At 2-6, they are on pace to have the worst record for a defending Super Bowl champion in the game's 40-year history. They also are on track to produce their worst record since the 1970 NFL merger, topping the 1988 team that went 5-11 after a 2-10 start.
Bubby Brister was the quarterback of that '88 ballclub, which was the epitome of football's follies. It prompted him to declare that they were so bad on offense they should punt on first down. He called for any fans who could rush the passer to report to Three Rivers Stadium because the Steelers could use them. That team also caused Brister to become so frustrated that he proclaimed "I'm coming ungluuued!"
The talent on the '88 Steelers was nowhere near as good as the talent on the '06 Steelers, most of which returned from the '05 Super Bowl championship team. Yet here they are, in a tie for the second-worst record in the league. Only the 1-7 Arizona Cardinals are worse. At this rate, the Steelers will compete for the top pick in the draft before they do the playoffs.
"We didn't become sorry overnight," receiver Hines Ward said. "We have the same nucleus on the team, minus one guy here and there."
It's their record that became sorry overnight. The Steelers have lost six of their past seven games after an opening victory against Miami. The surprise, besides the number of losses, is how they lost them. They lost four games in which they outgained their opponents.
They have outgained their foes by more than 80 yards per game, producing an average of 364.3 yards to their opponents' 284.1.
The Steelers' 2006 season has been lost in a sea of turnovers; they've committed 24 or one more than they had last season. At this rate, they will commit more turnovers than any Steelers team under coach Bill Cowher and even outstrip that '88 bumbling ballclub, which had 39 turnovers.

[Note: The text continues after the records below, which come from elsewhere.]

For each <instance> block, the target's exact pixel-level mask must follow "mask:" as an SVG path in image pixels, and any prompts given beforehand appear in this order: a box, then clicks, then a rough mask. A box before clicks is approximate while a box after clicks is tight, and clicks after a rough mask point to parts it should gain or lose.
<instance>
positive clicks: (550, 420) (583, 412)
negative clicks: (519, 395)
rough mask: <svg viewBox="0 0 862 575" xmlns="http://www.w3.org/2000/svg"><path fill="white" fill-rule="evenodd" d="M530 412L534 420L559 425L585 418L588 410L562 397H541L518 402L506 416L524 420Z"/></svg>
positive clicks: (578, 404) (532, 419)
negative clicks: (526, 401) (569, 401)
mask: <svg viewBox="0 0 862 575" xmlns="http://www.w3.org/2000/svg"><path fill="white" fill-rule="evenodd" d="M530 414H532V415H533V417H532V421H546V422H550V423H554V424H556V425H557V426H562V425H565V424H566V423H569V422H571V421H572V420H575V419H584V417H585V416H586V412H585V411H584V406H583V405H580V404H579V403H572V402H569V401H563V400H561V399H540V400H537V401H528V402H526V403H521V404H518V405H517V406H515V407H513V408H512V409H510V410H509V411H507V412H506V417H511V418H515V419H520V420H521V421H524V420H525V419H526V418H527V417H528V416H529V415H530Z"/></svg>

As much as this team is being stung by them, however, the amount of turnovers doesn't necessarily factor into a team's record. If the Steelers finish with twice the turnovers they have today, it still won't top the 52 times their 1979 club lost the ball. That team went 12-4 in the regular season and won the franchise's fourth Super Bowl. The next-highest total came in 1983, when the Steelers had 43 turnovers and went 10-6 to make the playoffs.